Everyone has heard it is necessary to establish commitment for the emergency management program by the top leadership (State Farm 2015). Senior management must communicate the priority and support needed for emergency management. Create measurements to track performance of departments and employees for participating in training and exercises and reward them accordingly. Employees will see quickly if leadership supports emergency preparedness by their actions as well as their words. If leadership does not support the program, it will most likely not work when you need it to.
It is necessary for everyone involved in the organization, including leadership to participate in emergency preparedness training. Employees must know their roles (Perry and Lindell). People need to know what is expected of them, what is likely to happen and what the organizations can and cannot do for them (Perry and Lindell). Ensure people understand the information and can execute actions when it is necessary. Therefore, practice should be a part of training. It is also necessary for teams to train together for operability, understanding each other’s roles and priorities in realistic scenarios, including community partners on a regular basis (Bond). Provide training, drills, and exercises to develop team competency. Throwing a team of experts together does not make an expert team (Burke et al. 2004). Trust and competencies must be developed together in order for good performance during emergencies.

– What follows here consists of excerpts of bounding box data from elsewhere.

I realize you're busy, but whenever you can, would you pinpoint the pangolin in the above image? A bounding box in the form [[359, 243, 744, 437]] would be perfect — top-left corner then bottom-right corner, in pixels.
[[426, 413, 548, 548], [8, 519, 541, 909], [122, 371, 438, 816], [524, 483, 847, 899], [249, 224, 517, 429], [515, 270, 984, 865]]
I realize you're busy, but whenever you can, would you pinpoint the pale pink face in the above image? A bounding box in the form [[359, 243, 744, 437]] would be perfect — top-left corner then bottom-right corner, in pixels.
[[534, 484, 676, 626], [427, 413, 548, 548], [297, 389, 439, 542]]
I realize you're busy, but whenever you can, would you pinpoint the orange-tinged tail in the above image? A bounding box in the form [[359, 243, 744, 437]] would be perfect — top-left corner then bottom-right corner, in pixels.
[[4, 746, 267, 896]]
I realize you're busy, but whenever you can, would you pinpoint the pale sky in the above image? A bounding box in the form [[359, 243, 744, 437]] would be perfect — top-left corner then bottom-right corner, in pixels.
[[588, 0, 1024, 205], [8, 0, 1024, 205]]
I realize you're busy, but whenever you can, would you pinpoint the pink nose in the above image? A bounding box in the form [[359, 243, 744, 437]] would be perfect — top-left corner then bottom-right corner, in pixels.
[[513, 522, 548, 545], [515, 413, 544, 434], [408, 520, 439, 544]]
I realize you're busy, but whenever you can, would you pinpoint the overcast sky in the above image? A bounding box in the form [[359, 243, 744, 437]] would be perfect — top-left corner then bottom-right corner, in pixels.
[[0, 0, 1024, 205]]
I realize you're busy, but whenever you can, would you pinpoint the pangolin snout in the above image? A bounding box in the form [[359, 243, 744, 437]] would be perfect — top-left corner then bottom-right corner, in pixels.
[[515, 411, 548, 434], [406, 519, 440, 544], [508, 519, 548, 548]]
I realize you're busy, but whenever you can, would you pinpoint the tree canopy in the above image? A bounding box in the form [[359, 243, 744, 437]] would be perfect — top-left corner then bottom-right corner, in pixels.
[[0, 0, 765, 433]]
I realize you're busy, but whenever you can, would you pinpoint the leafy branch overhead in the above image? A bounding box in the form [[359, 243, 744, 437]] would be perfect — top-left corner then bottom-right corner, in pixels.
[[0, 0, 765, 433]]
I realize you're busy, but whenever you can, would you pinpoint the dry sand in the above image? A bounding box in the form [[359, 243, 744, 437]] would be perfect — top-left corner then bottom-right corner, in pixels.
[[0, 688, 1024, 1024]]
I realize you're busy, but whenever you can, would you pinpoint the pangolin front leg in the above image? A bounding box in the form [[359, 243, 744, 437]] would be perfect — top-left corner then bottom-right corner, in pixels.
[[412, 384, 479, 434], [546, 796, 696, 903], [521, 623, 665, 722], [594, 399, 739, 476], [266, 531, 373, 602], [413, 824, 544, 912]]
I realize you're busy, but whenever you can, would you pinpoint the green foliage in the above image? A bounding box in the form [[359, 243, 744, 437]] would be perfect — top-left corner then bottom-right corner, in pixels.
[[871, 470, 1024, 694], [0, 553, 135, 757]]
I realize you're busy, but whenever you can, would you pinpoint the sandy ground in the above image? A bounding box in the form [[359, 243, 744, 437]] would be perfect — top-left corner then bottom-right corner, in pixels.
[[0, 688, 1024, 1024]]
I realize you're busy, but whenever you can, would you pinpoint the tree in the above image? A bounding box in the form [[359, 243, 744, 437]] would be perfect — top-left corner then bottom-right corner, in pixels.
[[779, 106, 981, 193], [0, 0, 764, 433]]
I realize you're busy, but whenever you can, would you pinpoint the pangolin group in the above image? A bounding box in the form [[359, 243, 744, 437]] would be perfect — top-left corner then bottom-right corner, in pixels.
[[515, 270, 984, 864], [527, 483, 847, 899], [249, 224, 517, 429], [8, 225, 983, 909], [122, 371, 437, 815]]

Determine what professional responders can and will do for your facility in various scenarios during planning. Don’t assume the police will search your building if a bomb threat is called in. Police may not even say it is safe for people to return to the building, so work with them ahead of time to determine how this will be handled.
Conduct after action reviews after each drill, exercise, potential, or actual event. Look for what worked well and what needs to be changed. Have a process to ensure corrective steps are taken and assign accountability. While many businesses may rely on 911 to handle emergencies, during a disaster, highest priority calls are taken first, and basic response may be up to facility staff. It is best to be as self-reliant as possible.
In order for effective emergency management, it requires planning, training, exercising, acquisition of equipment and resources, and the need to include outside partners. Planning is a process of analysis, development, and maintenance of individual and team performance skills achieved through training, drills, and critiques (Perry and Lindell). While this paper has attempted to cover many practical aspects of emergency management, it is certainly not inclusive of all of them. A good philosophy to go by is if it can be planned for, it can be prepared for. Better decisions will be made when management and responders, both internal and external, can plan ahead by discussing various scenarios, response actions, and outcomes ahead of time. Response will be much better than waiting to make decisions with the pressure of an event unfolding.
Many of the lessons identified in this paper were learned through drills, while some were unfortunately learned through actual events. Take the opportunity to critically examine procedures and expected outcomes now while the sun shines, in order to make emergency management run smoother during a disaster. Practice for real-life events is what makes an emergency plan practical.